Весь этот джакч (дилогия) - Андрей Лазарчук
Шрифт:
Интервал:
Закладка:
…с добычей, подумал Лимон. А это значит…
Нельзя сказать, что его застывший ужас стал сильнее. Нет. Но теперь Лимон не просто опасался, не просто догадывался, а почти знал наверняка: произошло самое страшное. И оставалось одно: не верить в это до самого конца.
Колонна уже скрылась за пологим склоном, а он всё не решался сказать Пороху: поехали. И сам Порох сидел какой-то пришибленный, вялый, безвольный, серый лицом…

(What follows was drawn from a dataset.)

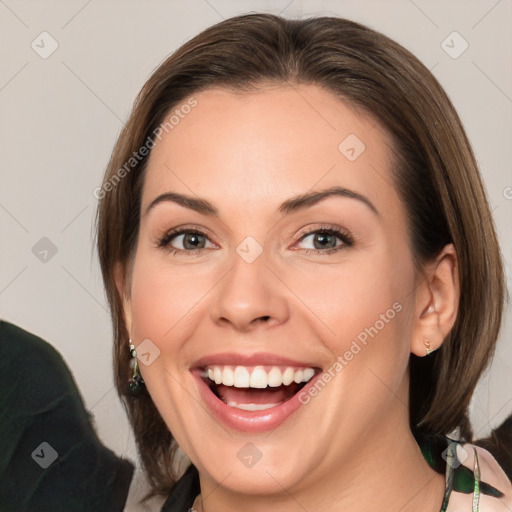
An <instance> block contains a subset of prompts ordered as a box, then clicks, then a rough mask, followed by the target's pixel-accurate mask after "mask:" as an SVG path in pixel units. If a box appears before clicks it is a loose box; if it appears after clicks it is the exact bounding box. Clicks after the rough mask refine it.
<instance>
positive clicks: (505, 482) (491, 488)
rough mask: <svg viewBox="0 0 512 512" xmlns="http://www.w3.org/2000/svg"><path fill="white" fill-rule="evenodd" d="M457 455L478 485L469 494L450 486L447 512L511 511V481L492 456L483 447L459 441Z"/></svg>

– Что с тобой? – спросил Лимон.
– Плохо, – сказал Порох. – Тошнит… – он открыл свою дверь, свесился вниз и несколько раз тихонько вякнул. Потом снова сел, вытирая губы рукавом. – Но не рвёт. Да мы ведь и не ели, кажется, ничего?
– Поехали, – сказал Лимон. – Дома поедим.
– Думаешь?.. – как-то неуверенно спросил Порох, но мотор завёл и сразу тронулся – благо, под гору.
Дальше ехали молча. Совсем молча. Скоро показались высокие чернодревы, образующие густую тенистую аллею перед въездом в город. Эти деревья когда-то очень давно посадили купцы и солекопы – и для красоты, и против ветра: именно сюда зимой вырывался из ущелья Тиц ледяной тиц-конвестатль, названный так по имени горского бога злых зимних ветров; в старых книгах писали, что этот ветер за полчаса замораживал насмерть, превращая в ледяные фигуры, целые караваны – по-зимнему одетых людей и мохнатых горных буйволов. Впрочем, после войны настолько сильных и холодных ветров уже не было; не зря же долбили литиевыми – или кобальтовыми? – бомбами долину Зартак; так говорили старики.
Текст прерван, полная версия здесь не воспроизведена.